Per questo chiediamo quanto segue:
- Che venga garantito in tutto il Paese un numero congruo di consultori, così come previsto dal POMI nazionale, con presenza di una rappresentanza adeguata di medici non obiettori.
- Che i ginecologi e le ginecologhe possano prescrivere gratuitamente tutti i metodi contraccettivi, specialmente per le fasce a rischio come adolescenti e donne immigrate.
- Che venga prevista la presenza di mediatrici linguistico culturali per garantire una migliore assistenza alle donne immigrate e una migliore informazione riguardo all'uso dei metodi contraccettivi a alla maternità consapevole.
- Che venga allargata la scelta dei contraccettivi disponibili, inserendo sul mercato anche quelli attualmente non disponibili, peraltro sicuri e molto utilizzati in altri Paesi.
- Che gli operatori sociali dispongano di fondi specifici per attuare interventi volti a superare le cause che portano la donna ad interrompere la gravidanza ad esempio aumentando la disponibilità e il numero delle case di accoglienza per madri sole e in difficoltà economiche, o sostenendo altri interventi a tutela delle maternità (asili nido, stabilità lavorativa, ecc..)
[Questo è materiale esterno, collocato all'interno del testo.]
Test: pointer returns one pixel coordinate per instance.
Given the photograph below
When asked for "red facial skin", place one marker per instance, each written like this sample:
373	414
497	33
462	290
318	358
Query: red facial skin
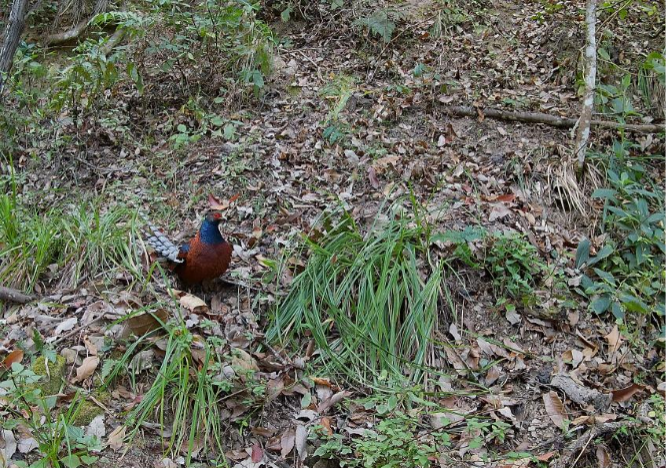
208	255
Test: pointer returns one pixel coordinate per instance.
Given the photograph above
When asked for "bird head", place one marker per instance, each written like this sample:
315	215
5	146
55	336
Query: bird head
214	217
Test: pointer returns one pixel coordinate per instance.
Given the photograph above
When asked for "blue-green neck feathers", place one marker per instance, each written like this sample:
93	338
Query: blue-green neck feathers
209	233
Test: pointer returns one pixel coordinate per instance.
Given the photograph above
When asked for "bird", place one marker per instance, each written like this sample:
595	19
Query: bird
204	258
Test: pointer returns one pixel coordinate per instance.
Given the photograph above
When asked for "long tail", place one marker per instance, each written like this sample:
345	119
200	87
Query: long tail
164	246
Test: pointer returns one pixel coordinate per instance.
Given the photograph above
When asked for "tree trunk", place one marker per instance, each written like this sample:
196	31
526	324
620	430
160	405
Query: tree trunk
590	73
12	37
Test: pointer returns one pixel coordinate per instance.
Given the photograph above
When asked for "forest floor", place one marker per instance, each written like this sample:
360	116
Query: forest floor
347	122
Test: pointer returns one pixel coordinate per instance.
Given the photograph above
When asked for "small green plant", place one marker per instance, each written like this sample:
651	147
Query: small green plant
338	92
514	264
628	274
364	300
84	242
221	35
394	442
193	377
381	23
61	443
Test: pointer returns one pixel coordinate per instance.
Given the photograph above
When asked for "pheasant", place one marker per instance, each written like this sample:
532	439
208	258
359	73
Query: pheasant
205	257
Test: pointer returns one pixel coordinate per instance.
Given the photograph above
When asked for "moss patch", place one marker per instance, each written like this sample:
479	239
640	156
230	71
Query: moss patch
52	373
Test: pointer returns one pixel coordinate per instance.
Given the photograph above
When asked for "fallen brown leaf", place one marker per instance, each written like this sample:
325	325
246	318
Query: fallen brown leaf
626	394
86	369
555	409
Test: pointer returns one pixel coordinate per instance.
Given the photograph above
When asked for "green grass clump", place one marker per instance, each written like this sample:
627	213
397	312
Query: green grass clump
365	301
70	245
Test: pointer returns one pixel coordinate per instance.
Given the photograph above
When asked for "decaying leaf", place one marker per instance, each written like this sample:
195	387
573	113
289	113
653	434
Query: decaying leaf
116	439
141	324
86	369
626	394
193	304
555	409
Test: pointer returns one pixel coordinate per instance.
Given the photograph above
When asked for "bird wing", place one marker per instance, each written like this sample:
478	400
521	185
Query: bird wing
164	246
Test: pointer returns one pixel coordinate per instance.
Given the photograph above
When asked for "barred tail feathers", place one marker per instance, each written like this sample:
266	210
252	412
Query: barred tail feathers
164	246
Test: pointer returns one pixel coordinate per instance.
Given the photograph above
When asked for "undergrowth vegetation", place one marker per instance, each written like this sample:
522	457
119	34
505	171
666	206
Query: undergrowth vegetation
66	245
627	275
369	290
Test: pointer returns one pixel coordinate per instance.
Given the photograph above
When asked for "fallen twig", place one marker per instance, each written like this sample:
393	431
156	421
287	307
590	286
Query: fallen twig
547	119
598	431
13	295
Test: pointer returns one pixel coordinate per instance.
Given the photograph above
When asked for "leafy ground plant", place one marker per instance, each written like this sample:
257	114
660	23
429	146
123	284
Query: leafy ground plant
513	263
628	274
61	442
365	302
75	244
194	376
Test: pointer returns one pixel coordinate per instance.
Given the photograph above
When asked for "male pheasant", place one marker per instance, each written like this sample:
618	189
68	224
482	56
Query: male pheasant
205	257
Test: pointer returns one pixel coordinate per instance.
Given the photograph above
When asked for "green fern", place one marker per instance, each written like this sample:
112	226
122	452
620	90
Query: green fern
381	23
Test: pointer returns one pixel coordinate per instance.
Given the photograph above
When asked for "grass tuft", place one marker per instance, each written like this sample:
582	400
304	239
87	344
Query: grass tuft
366	303
88	242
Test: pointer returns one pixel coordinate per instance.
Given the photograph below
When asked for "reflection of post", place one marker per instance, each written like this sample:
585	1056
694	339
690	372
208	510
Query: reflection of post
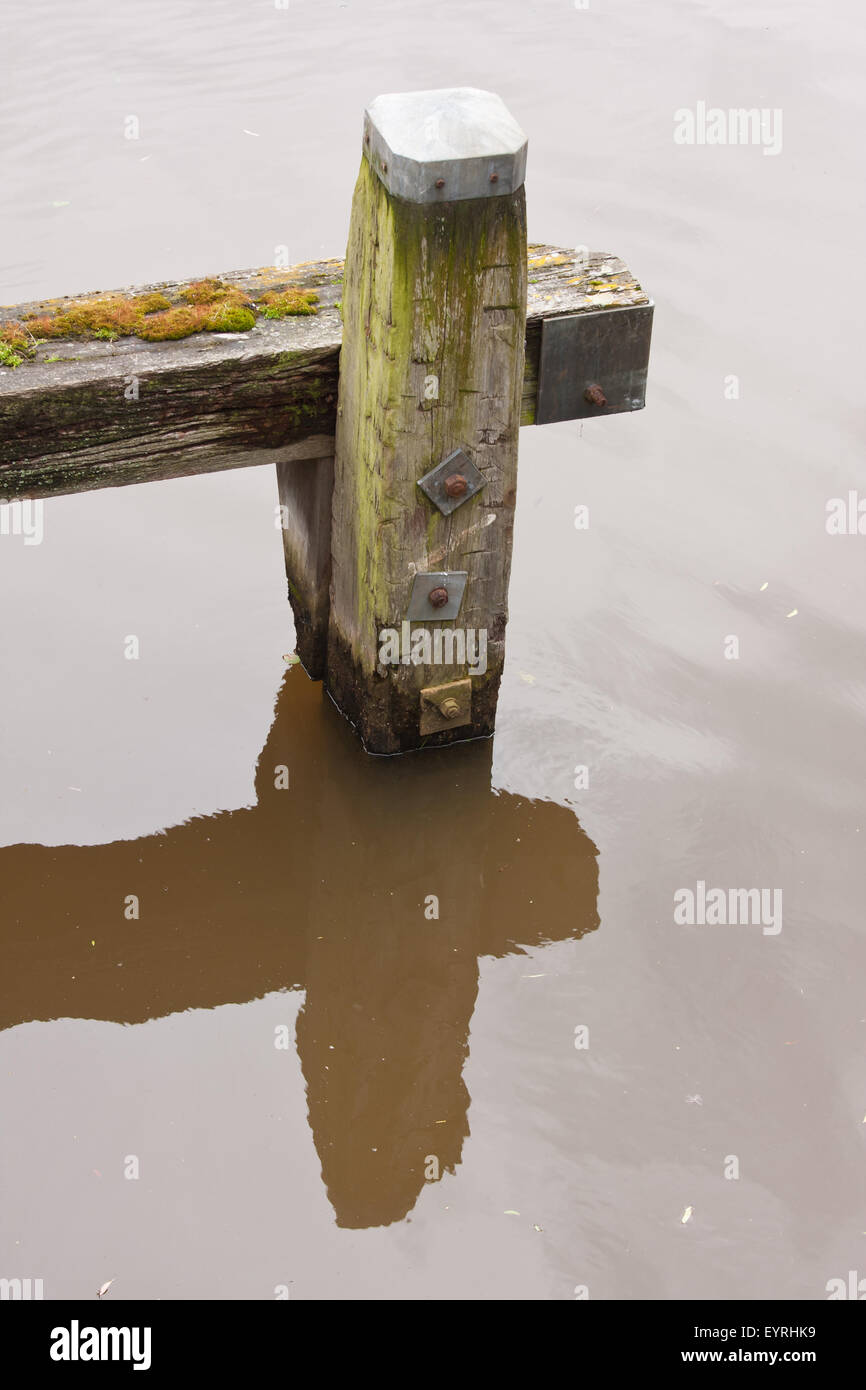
305	506
433	362
321	887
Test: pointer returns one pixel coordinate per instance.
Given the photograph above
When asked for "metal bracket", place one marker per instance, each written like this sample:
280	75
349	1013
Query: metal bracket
446	706
452	483
437	595
594	364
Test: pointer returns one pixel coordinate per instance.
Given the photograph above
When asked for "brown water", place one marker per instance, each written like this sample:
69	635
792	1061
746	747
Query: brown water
298	915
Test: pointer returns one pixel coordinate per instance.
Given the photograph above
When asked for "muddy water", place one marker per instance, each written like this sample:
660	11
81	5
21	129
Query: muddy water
282	1040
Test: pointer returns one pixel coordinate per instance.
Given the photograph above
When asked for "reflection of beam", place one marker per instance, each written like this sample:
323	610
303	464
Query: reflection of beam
319	887
217	401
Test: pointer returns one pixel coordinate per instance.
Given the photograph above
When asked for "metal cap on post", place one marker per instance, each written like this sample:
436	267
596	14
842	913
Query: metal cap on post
442	146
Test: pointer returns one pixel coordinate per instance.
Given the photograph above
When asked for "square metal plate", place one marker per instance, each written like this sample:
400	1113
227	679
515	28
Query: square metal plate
421	610
433	483
608	349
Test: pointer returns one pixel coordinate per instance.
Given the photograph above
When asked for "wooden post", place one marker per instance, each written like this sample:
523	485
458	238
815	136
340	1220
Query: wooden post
305	513
433	362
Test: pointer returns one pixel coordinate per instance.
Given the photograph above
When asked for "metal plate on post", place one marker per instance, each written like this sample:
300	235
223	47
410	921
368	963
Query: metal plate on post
421	610
594	364
458	464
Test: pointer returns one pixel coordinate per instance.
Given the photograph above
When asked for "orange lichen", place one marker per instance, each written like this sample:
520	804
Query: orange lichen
203	306
280	303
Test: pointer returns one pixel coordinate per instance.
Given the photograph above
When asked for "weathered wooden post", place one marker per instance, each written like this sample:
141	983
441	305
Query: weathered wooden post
431	378
392	417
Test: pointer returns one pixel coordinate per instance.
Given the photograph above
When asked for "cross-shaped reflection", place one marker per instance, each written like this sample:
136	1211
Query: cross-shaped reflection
323	887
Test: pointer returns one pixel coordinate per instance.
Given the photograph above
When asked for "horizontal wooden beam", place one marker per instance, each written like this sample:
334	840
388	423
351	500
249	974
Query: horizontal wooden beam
85	413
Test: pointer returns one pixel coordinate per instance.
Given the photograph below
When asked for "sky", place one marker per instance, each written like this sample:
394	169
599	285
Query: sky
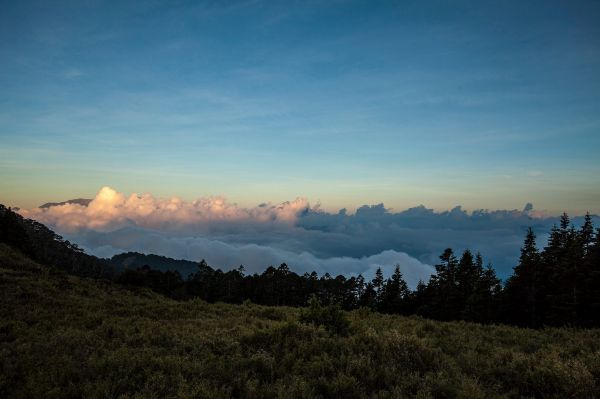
480	104
303	235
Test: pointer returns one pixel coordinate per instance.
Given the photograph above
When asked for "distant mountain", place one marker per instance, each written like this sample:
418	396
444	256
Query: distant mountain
46	247
78	201
134	260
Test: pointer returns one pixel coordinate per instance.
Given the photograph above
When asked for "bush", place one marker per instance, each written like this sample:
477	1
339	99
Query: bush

- Che vengano promossi programmi di educazione sessuale nelle scuole finalizzati alla costruzione di una cultura della procreazione consapevole e responsabile.
- Che si provveda all'adempimento di quanto indicato dall'articolo 15 per quanto riguarda la promozione dell'uso di tecniche più moderne e meno invasive per la salute delle donne, introducendo l'utilizzo dell'RU 486, come già del resto avviene nella maggior parte di Europa
Gli operatori/operatrici sono consapevoli di aver applicato in questi anni la legge con ottimi risultati, nonostante l'alta percentuale di medici obbiettori che in alcune parti del Paese rende estremamente difficile l'applicazione della legge e il lavoro dei medici non obiettori ed è causa di lunghe liste d'attesa e di disagio per le donne, costrette talvolta a umilianti peregrinazioni da una struttura all'altra.
Chiediamo pertanto che questa situazione venga monitorata costantemente intervenendo laddove sia necessario, perché la legge possa essere applicata in tutti i reparti ospedalieri e in tutti i consultori.
Dichiariamo che saremo garanti della tutela della privacy e della salute delle nostre assistite, in ottemperanza al nostro codice deontologico, respingendo con forza qualsiasi tentativo di intimidazione rivolto alla donna, come quelli cui abbiamo purtroppo assistito in questi giorni.Vogliamo ricordare a tutti, professionisti , politici e cittadini, che ancora nel mondo ogni anno
muoiono circa 68.000 donne per aborto clandestino, specie nei Paesi in cui l'accesso alla contraccezione. è negato e dove non ci sono leggi che permettono l'aborto legale; Ribadiamo che l'attuale legge 194 è sicuramente uno strumento adeguato a limitare i danni della clandestinità e auspichiamo che le dorme e tutti coloro che hanno davvero a cuore la libertà di scelta e la vita, si impegnino perché non venga modificato alcuno dei suoi contenuti, peraltro passati al vaglio di ben due referendum popolari, e perché ne venga invece garantita la piena applicazione• WHO Ginevra 2004 " Unsafe abortion: global and regional estimates of the incidence of unsafe abortion and associated mortality in 2000".